L’année 2021 était celle du sept centième anniversaire de la naissance de Dante Alighieri, le plus fameux des Florentins. Quelques mois après l’achèvement de diverses commémorations, le Festival d’Aix-en-Provence créera, en juillet prochain, un nouvel opéra de Pascal Dusapin, Dante, il viaggio. Bien avant cela, l’auditorium de la Maison ronde accueille le compositeur et organiste Bernard Foccroulle dans un programme entièrement conçu autour de la figure du poète (dont le profil, peint par Botticelli à la toute fin du XVe siècle, illustre la présente chronique).

La première partie mêle des pages baroques à un opus de Liszt, hanté par les vers du Toscan, comme en témoignent Après une lecture de Dante (1837) et la Dante-Symphonie (1840-56) dont un passage a donné naissance à Einleitung, Fuge und Magnificat aus der Sinfonie zu Dantes „Divina Commedia“, arrangé en 1860 pour orgue par un musicien que le maître appréciait, Alexander Gottschalg. Jusqu’à ce qu’elle le satisfasse, Liszt a révisé cette version, fixée en 1862.

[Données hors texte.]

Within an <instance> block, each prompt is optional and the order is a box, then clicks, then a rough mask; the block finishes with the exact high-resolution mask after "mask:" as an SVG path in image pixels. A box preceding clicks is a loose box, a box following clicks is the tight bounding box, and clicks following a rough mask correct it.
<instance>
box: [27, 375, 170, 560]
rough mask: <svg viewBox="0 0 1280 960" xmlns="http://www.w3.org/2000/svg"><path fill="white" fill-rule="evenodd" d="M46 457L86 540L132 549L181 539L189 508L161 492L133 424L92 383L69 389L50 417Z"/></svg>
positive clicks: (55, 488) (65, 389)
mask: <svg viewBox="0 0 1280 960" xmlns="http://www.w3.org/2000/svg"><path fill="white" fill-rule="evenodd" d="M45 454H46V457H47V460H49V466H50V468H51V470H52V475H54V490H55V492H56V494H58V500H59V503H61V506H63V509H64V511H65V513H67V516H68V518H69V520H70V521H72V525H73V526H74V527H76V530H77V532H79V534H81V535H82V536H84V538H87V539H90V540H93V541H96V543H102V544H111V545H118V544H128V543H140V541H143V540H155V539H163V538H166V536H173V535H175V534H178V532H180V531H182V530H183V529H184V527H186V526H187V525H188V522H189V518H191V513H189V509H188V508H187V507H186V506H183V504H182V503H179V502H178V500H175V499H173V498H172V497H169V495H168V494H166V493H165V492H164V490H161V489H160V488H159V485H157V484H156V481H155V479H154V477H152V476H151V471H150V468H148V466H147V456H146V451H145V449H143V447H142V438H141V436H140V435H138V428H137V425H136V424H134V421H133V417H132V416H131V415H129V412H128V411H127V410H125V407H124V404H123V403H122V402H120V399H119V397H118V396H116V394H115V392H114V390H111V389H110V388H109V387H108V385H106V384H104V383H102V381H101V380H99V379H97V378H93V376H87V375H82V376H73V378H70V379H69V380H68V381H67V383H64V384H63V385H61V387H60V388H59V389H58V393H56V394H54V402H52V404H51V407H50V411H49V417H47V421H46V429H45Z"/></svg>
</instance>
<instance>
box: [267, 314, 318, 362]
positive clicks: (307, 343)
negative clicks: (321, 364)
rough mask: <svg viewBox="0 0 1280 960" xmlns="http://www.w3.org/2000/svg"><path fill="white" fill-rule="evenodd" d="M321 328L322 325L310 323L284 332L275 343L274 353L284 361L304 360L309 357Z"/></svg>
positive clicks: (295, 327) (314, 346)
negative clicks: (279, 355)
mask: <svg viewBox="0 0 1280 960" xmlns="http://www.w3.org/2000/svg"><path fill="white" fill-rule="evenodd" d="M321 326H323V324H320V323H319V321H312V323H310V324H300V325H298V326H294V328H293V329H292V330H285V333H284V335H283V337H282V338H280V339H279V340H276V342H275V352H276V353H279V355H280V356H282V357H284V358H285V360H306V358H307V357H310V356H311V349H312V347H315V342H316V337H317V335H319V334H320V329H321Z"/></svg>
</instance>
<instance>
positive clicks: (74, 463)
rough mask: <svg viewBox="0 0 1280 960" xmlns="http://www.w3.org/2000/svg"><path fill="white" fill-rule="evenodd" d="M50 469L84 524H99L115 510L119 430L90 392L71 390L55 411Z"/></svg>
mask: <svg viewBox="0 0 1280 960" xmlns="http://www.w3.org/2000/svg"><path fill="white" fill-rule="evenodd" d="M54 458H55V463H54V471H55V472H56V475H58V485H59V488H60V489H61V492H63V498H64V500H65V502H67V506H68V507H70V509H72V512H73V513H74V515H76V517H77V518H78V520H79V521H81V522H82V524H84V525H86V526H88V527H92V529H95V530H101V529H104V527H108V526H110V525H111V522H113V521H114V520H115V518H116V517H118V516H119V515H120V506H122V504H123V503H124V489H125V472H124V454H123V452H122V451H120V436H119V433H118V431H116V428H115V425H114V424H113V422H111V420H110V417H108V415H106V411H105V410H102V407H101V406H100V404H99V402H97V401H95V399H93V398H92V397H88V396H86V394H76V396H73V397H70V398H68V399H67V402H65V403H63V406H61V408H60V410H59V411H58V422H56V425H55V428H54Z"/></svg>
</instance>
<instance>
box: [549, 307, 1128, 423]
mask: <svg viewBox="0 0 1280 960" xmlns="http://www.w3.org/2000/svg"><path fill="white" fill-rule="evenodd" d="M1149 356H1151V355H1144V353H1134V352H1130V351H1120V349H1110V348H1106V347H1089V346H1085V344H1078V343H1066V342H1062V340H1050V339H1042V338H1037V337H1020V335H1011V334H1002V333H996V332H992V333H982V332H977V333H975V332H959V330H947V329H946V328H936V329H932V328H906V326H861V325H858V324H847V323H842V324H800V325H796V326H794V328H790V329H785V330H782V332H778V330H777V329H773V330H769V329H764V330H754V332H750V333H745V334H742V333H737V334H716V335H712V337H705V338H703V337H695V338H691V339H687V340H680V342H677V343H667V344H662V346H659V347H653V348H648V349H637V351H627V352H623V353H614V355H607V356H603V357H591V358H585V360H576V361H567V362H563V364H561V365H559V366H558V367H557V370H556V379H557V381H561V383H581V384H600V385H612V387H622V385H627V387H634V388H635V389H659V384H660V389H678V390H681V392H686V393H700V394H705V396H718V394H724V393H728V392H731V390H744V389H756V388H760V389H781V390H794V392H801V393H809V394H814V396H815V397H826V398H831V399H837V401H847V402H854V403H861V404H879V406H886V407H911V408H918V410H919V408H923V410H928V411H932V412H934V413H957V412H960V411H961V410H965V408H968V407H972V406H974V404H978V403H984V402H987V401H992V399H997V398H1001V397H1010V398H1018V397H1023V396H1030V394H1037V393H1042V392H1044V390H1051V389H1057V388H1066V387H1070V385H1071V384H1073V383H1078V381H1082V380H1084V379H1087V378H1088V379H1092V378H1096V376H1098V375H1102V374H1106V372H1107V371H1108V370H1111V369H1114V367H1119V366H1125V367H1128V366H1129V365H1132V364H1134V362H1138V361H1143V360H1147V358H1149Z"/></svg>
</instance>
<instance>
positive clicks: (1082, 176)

Avant de la faire entendre, Bernard Foccroulle s’exprime au clavier avec ses amis de l’Ensemble InAlto. Entre deux orages, la soirée est ouverte par la Sinfonia du troisième acte d’Orfeo de Monteverdi, servie par une grande qualité d’écoute mutuelle et une tenue rigoureuse, fort concentrée. Le vaste triptyque de Dante fait directement son entrée dans la foulée, avec Quivi sospiri pour soprano, baryton, cornet, trois trombones et orgue de Luzzasco Luzzaschi (ca.1545-1607), chef de chœur à la basilique Saint-Georges de Ferrare dans la troisième tiers du XVIe siècle. Entre l’introduction du madrigaliste crémonais et ce duo vocal illustrant quelques vers empruntés au troisième chant de L’Enfer, aucun changement de mode, ce qui favorise un enchaînement en toute simplicité. On apprécie l’évidente respiration et le bel équilibre de l’interprétation, confiée au soprano Alice Foccroulle et au baryton Nikolaï Borchev, les parties de trombones étant assurées par Guy Hanssen, Charlotte van Passen et Bart Vroomen quand Lambert Colson se charge du cornet à bouquin.

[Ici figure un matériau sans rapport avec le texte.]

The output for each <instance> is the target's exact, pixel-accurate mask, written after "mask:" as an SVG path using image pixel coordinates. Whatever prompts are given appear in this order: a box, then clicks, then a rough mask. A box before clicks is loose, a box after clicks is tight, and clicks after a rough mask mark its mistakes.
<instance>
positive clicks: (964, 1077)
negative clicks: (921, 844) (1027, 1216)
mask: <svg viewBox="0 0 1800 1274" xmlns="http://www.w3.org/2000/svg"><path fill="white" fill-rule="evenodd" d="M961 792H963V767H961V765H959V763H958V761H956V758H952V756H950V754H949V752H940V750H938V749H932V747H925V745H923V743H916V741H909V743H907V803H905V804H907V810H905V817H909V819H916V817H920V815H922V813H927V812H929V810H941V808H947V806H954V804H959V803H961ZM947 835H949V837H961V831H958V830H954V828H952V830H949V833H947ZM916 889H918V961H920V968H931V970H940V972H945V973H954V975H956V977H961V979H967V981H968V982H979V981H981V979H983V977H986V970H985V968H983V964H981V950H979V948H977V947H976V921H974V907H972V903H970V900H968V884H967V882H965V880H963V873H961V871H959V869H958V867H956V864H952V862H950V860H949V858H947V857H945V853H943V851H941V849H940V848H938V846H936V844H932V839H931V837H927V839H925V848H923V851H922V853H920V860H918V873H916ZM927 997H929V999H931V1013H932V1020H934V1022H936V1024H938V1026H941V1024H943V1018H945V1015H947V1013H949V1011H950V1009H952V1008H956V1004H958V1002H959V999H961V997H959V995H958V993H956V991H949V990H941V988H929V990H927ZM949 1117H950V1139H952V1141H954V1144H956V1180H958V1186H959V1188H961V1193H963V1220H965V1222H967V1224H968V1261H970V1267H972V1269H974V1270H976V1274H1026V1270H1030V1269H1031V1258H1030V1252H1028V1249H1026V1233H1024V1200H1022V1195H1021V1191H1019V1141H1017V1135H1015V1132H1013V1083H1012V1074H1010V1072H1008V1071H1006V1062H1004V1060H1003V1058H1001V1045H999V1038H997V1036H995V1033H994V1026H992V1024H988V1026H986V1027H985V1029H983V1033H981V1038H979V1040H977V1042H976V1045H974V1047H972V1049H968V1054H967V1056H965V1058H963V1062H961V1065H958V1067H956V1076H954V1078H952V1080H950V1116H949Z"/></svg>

Après la cour d’Alphonse II d'Este, nous partons à Florence où Marco da Gagliano, né en 1582 sous protection du giglio rosso, fut maître de chapelle du Grand-Duc de Toscane à la basilique Saint-Laurent. Deux extraits de la première partie de ses Musiche a una, due e tre voci qui visitent Pétrarque. Ainsi retrouvons-nous l’excellent Nikolaï Borchev dans Io vidi in terra angelici costumi pour baryton et orgue (j’ai vu sur terre angéliques vertus) ; l’agilité de l’artiste magnifie cette page inspirée [lire nos chroniques de Die schweigsame Frau, Saint François d’Assise, L’opera seria, La Calisto et Die Soldaten]. Vergine bella revient ensuite à la voix d’Alice Foccroulle, avec son père Bernard, Lambert Colson et Charlotte van Passen pour complices. La première partie du concert est achevée par Foccroulle à l’orgue, au service de l’impressionnante méditation lisztienne évoquée plus haut. Par-delà l’apparente fragmentation d’un récitatif très particulier, c’est un phrasé discrètement nourri qu’il impose, puis une fugue vertement édifiée, jusqu’à la grandiloquence romantique.

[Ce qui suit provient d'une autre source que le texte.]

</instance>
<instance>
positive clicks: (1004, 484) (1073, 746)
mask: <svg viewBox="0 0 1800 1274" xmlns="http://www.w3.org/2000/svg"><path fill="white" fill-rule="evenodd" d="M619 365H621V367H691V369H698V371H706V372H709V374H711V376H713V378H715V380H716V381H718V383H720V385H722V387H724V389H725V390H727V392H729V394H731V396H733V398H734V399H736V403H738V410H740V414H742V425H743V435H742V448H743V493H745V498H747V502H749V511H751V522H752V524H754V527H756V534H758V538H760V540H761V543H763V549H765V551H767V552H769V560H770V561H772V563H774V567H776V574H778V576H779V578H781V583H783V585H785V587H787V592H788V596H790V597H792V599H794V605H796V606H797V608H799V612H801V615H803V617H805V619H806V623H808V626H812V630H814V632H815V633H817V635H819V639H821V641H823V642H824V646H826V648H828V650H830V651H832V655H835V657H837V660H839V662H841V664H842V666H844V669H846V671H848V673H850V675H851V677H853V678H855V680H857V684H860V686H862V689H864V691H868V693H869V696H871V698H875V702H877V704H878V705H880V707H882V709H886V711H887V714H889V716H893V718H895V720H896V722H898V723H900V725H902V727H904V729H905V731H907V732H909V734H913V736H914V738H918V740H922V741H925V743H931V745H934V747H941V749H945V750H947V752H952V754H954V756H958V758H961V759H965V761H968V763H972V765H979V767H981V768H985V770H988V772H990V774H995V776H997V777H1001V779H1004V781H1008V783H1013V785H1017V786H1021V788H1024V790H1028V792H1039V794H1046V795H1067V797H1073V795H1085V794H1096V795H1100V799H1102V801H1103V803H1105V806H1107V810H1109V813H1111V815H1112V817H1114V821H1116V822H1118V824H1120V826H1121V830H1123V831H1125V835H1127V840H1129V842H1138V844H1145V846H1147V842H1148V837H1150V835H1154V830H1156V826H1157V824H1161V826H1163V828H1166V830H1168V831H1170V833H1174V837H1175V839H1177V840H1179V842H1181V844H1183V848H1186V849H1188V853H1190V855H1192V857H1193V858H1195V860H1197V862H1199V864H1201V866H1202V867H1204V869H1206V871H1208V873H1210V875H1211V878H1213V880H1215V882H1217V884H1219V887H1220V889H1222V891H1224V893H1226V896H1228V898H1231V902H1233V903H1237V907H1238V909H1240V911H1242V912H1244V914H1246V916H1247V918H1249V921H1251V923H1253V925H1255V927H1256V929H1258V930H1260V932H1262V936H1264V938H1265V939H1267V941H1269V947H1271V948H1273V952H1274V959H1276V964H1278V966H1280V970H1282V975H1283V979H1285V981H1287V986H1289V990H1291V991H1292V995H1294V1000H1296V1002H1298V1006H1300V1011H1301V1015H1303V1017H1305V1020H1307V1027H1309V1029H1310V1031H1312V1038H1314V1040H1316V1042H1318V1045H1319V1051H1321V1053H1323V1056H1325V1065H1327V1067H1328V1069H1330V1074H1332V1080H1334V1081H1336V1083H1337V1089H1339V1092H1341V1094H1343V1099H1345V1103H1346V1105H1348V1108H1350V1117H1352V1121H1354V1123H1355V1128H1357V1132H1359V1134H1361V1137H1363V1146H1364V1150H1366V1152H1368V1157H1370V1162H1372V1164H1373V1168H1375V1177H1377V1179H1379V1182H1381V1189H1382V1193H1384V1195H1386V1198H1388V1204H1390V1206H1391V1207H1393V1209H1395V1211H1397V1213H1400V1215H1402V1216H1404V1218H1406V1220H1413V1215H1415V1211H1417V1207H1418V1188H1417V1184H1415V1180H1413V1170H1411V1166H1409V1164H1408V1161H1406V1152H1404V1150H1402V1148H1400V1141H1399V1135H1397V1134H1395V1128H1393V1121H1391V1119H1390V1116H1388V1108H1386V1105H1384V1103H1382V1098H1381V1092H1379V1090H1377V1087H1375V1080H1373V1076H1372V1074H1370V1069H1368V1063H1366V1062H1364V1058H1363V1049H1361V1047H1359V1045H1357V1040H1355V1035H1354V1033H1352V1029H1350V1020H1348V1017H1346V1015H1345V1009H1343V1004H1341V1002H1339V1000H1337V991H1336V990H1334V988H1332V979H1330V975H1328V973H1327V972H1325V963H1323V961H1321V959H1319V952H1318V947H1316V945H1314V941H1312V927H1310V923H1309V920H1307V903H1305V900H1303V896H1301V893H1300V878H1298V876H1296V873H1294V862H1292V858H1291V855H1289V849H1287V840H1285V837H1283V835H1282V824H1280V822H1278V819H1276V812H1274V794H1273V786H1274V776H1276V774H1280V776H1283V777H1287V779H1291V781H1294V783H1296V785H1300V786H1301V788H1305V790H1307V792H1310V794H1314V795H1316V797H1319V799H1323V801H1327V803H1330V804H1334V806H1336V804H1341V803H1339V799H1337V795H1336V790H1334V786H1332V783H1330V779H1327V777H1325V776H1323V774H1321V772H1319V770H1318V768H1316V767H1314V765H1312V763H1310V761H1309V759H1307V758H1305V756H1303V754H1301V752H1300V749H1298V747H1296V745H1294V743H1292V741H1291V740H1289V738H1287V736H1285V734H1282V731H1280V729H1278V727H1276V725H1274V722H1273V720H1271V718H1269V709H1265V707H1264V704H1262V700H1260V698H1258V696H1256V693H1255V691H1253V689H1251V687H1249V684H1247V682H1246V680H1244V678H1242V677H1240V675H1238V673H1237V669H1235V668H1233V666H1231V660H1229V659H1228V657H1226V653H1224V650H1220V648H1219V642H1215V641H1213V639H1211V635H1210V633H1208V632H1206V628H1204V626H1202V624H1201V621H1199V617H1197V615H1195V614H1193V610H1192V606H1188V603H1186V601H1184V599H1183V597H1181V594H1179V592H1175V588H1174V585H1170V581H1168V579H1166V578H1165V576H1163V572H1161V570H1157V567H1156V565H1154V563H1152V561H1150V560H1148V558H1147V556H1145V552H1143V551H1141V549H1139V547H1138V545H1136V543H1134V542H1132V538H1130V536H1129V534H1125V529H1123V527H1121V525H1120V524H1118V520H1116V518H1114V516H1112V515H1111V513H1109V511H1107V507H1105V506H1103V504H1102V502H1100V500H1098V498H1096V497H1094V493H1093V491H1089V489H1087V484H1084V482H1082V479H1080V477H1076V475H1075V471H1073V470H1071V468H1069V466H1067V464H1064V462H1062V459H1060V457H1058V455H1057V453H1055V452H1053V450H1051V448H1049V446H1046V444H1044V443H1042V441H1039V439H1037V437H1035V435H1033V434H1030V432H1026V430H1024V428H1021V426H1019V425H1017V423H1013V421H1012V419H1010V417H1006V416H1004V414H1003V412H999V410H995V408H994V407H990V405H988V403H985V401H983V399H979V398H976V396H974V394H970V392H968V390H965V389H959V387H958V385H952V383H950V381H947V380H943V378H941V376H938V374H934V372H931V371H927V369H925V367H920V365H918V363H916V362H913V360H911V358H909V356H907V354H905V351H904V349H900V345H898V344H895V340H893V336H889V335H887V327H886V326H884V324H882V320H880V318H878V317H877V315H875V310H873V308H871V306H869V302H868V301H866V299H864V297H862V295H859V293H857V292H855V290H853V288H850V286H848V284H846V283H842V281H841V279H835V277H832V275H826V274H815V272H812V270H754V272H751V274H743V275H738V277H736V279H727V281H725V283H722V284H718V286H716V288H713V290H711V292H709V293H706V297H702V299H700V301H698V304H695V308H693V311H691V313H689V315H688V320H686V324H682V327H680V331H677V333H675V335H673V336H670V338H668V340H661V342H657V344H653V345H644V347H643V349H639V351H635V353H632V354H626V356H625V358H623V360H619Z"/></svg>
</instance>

Créé le 18 septembre 2017 au Palais des Beaux-arts de Bruxelles pour l’inauguration de son nouvel orgue, E vidi quattro stelle (Et je vis quatre étoiles), composé en 2015 et 2016 par Bernard Foccroulle [lire nos chroniques du 11 avril 2015 et du 18 juin 2021, ainsi que notre recension de son récent CD], bénéficie aujourd’hui de la présence des interprètes qui lui donnèrent le jour, placés sous la direction d’Ouri Bronchti [lire notre chronique d’Il trittico]. Dédiée « à la mémoire de mon père, Charles Foccroulle, qui m’a transmis son amour pour l’œuvre de Dante », cette grande pièce lyrique d’environ quarante minutes articule deux parties dénombrant elles-mêmes plusieurs épisodes, puisant tous dans La divina commedia. À la console de l’orgue que Gerhard Grenzing a tout spécialement conçu pour le nouvel auditorium, entre 2011 et 2014, le compositeur cède la place à son collègue Yoann Tardivel. L’invention s’inscrit dans son temps, le nôtre donc, qu’elle laisse infiltrer par plusieurs gestes anciens, comme une certaine declamatio par exemple, à l’instar de l’usage des instruments d’autrefois, auxquels est venu s’adjoindre Jutta Troch à la harpe. La tendre suavité du baryton y fait merveille.